Q: Do you have any concrete measures of the business value realized by the database?
Collins: We maintain extensive detail and aggregate metrics related to business value, but do not share this data outside of Amazon. I can say that the DW continues to be an extremely good investment.
Q: How do the database's large size and heavy use affect your work?
Collins: We work hard and like what we do. As with any organization in an industry such as ours, the challenge is to organize ourselves to scale with rapid increases in demand. The more we can empower users with strong, self-service analytic tools and processes, the more they will innovate. The more we focus on the product side of DW versus the service side, the more value our team will bring to Amazon.
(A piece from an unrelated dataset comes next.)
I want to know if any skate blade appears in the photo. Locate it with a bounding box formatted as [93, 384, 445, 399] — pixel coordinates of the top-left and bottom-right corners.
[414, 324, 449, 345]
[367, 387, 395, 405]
Q: Where do you see the database scalability challenge going in the future, and how do you plan to meet the challenge?
Collins: Tactically, we feel we have solved many problems with self-service warehousing in the 10- to 30-TB range. As I said earlier, our issues relate to information integration and aggressive extensions to our self-service model.
We are considering data problems that encroach on the petabyte range that we need help solving. We also envision an information management environment in which development teams can build and deploy new analytic information systems in a matter of hours and days versus weeks and months. This is also an area that we are looking to the IT industry to help us solve.